Heksokinaz glukokinazın hepatik izoenzimi, kan glukoz seviyelerinin düzenlenmesinde önemlidir.

Bir sonraki tepkimede ( 2 ) fosfoglukoizomeraz enzimi tarafından G-6-P'ye dönüştürülür. fruktoz-6-fosfat (F-6-F):

Bu reaksiyon için enerji gerekli değildir ve reaksiyon tamamen tersinirdir. Bu aşamada fruktoz, fosforilasyon yoluyla glikoliz işlemine de dahil edilebilir.

Ardından iki reaksiyon birbirini hemen hemen takip eder: fruktoz-6-fosfatın geri dönüşümsüz fosforilasyonu ( 3 ) ve elde edilen geri dönüşümlü aldol bölünmesi fruktoz-1,6-bifosfat (F-1,6-bF) iki üçlüye ( 4 ).

F-6-F'nin fosforilasyonu, başka bir ATP molekülünün enerji harcamasıyla fosfofruktokinaz tarafından gerçekleştirilir; bu ikinci anahtar reaksiyon glikoliz, düzenlenmesi bir bütün olarak glikoliz yoğunluğunu belirler.

aldol bölünmesi F-1,6-bF fruktoz-1,6-bifosfat aldolazın etkisi altında oluşur:

Dördüncü reaksiyon sonucunda, dihidroksiaseton fosfat ve gliseraldehit-3-fosfat, ve ilki neredeyse hemen eylemin altında fosfotrioz izomeraz ikinciye gider 5 ), daha fazla dönüşümde yer alan:

Gliseraldehit fosfatın her molekülü, varlığında NAD+ tarafından oksitlenir. gliseraldehit fosfat dehidrojenazönceki 1,3-difosfogliserat (6 ):

Gelen 1,3-difosfogliserat 1 konumunda yüksek enerjili bir bağ içeren fosfogliserat kinaz enzimi, bir fosforik asit kalıntısını ADP molekülüne aktarır (reaksiyon 7 ) - bir ATP molekülü oluşur:

Bu, substrat fosforilasyonunun ilk reaksiyonudur. Bu andan itibaren, ilk aşamanın enerji maliyetleri telafi edildiğinden, glikoz parçalanma süreci enerji açısından kârsız olmaktan çıkar: harcanan iki ATP molekülü yerine 2 ATP molekülü sentezlenir (her 1,3-difosfogliserat için bir tane). reaksiyonlar 1 ve 3 . Bu reaksiyonun gerçekleşmesi için sitozolde ADP bulunması gerekir, yani hücrede ATP fazlalığı (ve ADP eksikliği) ile hızı düşer. Metabolize edilmeyen ATP hücrede depolanmayıp basitçe yok edildiğinden, bu reaksiyon önemli bir glikoliz düzenleyicisidir.

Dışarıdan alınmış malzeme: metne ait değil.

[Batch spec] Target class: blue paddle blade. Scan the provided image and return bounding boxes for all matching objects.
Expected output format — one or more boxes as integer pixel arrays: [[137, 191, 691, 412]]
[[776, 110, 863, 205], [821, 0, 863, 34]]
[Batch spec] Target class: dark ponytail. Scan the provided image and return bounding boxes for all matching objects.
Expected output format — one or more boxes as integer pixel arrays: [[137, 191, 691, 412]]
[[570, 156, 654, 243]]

sırayla: fosfogliserol mutaz formları 2-fosfogliserat (8 ):

Enolaz formları fosfoenolpiruvat (9 ):

Ve son olarak, ADP'nin substrat fosforilasyonunun ikinci reaksiyonu, piruvat ve ATP'nin enol formunun oluşumu ile gerçekleşir ( 10 ):

Reaksiyon, piruvat kinazın etkisi altında ilerler. Bu, glikolizin son anahtar reaksiyonudur. Piruvatın enol formunun piruvata izomerizasyonu enzimatik olmayan bir şekilde gerçekleşir.

Kurulduğundan beri F-1,6-bF sadece reaksiyonlar enerjinin serbest bırakılmasıyla devam eder 7 ve 10 ADP'nin substrat fosforilasyonunun gerçekleştiği yer.